I don’t know what my kids are up to in this photo – I took it but I didn’t pose it and I don’t recall if I knew what they were doing (maybe trying to catch bird poop?!), but just now, I like to imagine that the immigrants who made them are rising up and reaching out through them, towards that hope of freedom, a new start, a land of opportunity.
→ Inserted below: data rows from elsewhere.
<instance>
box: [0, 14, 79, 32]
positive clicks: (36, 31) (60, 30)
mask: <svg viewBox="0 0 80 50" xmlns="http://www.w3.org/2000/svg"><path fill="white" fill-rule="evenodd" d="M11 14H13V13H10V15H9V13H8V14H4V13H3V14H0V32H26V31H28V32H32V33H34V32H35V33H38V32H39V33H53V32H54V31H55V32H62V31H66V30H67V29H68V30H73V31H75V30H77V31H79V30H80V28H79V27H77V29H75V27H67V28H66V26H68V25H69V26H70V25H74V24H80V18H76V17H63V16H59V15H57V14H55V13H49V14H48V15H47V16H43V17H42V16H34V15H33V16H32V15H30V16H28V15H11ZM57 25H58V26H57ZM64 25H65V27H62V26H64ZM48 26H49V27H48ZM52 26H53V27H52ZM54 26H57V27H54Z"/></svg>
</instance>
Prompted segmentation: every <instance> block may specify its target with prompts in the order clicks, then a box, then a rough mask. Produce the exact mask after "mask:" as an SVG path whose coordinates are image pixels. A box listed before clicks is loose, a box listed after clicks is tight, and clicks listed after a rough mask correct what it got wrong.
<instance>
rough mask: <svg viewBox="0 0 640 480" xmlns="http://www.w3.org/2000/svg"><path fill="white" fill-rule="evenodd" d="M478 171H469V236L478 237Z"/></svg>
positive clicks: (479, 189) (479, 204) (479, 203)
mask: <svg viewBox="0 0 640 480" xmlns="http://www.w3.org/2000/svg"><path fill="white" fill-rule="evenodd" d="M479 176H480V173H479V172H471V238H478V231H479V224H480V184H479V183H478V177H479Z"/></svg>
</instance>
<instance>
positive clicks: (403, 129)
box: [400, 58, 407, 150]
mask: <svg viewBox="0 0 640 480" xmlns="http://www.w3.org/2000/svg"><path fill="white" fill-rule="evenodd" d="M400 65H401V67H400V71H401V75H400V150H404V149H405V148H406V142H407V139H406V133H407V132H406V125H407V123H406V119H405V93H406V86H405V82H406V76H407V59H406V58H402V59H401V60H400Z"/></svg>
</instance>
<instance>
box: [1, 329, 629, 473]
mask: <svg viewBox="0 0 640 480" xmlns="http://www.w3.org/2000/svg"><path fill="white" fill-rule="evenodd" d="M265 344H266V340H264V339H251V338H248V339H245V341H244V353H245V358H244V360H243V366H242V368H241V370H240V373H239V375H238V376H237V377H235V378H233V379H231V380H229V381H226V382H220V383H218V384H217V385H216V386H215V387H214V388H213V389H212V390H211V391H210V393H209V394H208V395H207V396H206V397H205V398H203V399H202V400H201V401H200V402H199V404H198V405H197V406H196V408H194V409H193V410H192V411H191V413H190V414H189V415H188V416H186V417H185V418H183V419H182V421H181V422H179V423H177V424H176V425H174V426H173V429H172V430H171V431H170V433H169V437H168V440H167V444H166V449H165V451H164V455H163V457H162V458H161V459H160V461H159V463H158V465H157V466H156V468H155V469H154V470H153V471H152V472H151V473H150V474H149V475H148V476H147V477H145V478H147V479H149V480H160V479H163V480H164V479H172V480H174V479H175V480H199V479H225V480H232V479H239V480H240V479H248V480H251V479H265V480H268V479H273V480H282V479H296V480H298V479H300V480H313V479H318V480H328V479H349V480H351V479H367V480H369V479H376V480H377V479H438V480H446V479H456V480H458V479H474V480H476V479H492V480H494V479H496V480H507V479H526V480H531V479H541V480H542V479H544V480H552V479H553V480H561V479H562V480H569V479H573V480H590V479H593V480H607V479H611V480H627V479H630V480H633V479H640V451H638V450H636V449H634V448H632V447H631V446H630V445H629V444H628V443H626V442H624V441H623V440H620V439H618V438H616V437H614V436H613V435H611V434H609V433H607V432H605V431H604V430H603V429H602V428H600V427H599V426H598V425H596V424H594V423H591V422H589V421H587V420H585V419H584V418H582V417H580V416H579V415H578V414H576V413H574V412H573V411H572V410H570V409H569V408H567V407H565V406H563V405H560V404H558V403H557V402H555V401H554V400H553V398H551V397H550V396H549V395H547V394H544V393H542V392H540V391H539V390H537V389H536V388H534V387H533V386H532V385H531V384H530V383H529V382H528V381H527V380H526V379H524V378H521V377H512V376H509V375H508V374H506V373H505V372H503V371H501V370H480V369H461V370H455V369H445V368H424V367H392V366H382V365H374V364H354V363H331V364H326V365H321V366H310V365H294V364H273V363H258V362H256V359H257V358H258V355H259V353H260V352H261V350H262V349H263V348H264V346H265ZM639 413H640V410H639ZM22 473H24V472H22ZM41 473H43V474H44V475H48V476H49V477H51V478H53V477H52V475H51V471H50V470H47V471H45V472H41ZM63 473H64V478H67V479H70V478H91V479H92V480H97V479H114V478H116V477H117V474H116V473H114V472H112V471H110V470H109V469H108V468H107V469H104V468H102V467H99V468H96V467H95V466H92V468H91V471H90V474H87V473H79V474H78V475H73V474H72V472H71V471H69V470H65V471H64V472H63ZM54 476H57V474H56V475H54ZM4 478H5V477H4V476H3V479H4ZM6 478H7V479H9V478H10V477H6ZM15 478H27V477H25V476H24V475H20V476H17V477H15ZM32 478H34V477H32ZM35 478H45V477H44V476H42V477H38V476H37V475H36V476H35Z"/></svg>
I like seeing the sun shining on their young hands, and I hold out hope that love and compassion and courage will flow through those hands as they grow up in this deeply divided nation and inevitably encounter suffering, unkindness, and injustice in many forms.

And I pray for their mother to let them inspire her, to speak up and stand up for the vulnerable, to help them make their way peacefully and bravely in this world, to not be afraid.

And for today’s immigrants, in so many ways so like my own ancestors and my husband’s, and those of my neighbors, of my friends, of so very many of my fellow Americans – I pray peace, safety, freedom, and opportunity. And I stand with them, on the legs I inherited from immigrants, their hopes and dreams still alive in me – and in these children.